Knowledge Graph
A knowledge graph is a structured database representing real-world entities as nodes and their semantic relationships as labeled edges, enabling machines to traverse factual networks and support multi-hop reasoning queries.
A knowledge graph is a graph-structured database that encodes real-world entities as nodes and their semantic relationships as directed, labeled edges—typically stored as subject-predicate-object triples (for example, "Marie Curie — won — Nobel Prize in Physics"). Unlike relational databases, which enforce rigid schemas, knowledge graphs accommodate highly heterogeneous, interconnected information and support multi-hop reasoning: traversing several relationship edges to answer questions that no single record contains.

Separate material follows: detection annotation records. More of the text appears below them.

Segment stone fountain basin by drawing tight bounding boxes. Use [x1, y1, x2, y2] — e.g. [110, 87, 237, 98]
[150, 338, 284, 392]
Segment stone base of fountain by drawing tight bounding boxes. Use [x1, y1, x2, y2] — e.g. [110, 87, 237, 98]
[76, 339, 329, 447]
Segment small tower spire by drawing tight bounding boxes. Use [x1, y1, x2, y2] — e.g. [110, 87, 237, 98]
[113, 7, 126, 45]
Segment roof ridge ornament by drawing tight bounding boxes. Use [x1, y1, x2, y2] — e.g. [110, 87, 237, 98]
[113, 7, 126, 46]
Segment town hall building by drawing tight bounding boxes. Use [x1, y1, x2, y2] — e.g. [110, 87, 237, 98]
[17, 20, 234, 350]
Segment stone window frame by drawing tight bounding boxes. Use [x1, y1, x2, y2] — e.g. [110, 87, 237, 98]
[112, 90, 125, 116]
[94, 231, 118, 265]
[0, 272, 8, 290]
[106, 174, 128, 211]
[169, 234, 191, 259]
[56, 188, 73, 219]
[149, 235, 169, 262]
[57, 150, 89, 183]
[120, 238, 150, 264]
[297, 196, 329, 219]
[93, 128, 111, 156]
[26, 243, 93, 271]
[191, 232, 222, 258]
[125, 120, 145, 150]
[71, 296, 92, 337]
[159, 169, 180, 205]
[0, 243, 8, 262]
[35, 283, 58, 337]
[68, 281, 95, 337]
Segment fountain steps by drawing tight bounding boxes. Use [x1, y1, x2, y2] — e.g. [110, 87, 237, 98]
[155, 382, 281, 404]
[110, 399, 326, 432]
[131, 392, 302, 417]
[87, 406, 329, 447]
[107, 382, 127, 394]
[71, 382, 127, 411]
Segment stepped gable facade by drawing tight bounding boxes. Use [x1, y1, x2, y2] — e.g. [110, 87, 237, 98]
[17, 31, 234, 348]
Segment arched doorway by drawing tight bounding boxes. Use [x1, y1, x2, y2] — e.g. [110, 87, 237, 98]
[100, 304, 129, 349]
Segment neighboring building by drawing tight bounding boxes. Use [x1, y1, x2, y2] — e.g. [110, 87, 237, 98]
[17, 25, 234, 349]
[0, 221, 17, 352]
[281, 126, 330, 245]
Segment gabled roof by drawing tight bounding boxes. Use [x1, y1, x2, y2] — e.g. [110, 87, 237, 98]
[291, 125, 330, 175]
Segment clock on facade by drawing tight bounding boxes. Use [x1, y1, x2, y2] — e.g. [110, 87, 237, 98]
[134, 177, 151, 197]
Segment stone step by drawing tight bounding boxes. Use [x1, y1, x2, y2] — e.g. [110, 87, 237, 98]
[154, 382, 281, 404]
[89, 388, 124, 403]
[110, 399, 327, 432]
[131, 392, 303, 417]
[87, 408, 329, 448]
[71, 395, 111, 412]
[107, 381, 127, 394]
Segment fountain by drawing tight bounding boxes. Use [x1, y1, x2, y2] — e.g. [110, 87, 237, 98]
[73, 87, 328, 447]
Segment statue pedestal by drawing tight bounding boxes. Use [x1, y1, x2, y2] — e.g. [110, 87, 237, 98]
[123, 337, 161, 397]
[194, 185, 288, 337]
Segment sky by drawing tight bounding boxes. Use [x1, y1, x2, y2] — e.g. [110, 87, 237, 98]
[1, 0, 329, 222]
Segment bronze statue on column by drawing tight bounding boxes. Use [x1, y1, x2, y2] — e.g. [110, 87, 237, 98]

Knowledge graphs are built by extracting entities and relations from text corpora, integrating structured data sources, and applying ontologies that define entity types and relationship constraints. Large-scale public examples include Wikidata (over 100 million items as of 2024), which underpins Wikipedia's structured data layer, and the Google Knowledge Graph, which powers information panels in Google Search. Specialized domain graphs include SNOMED CT and UMLS in healthcare; large financial institutions maintain graphs linking companies, executives, transactions, and regulatory filings.
In AI pipelines, knowledge graphs serve as a grounding layer for factual queries, provide structured context for question answering, and enable explainable reasoning paths where the chain of traversed relationships is auditable. Microsoft's GraphRAG framework (2024) demonstrated that pre-building a knowledge graph from a document corpus and querying subgraphs at retrieval time outperforms standard vector RAG on questions that require synthesizing information across many documents—particularly community-level and thematic questions.
As of 2026, combining knowledge graphs with LLMs is an active product and research area. LLMs are used to construct graphs from unstructured text and to translate natural language questions into graph query languages such as Cypher (Neo4j) or SPARQL. Graph neural networks further enable embedding-based reasoning over graph structure. Production infrastructure is provided by Neo4j, Amazon Neptune, and Nebula Graph, while open-source projects such as Apache TinkerPop support lighter-weight deployments.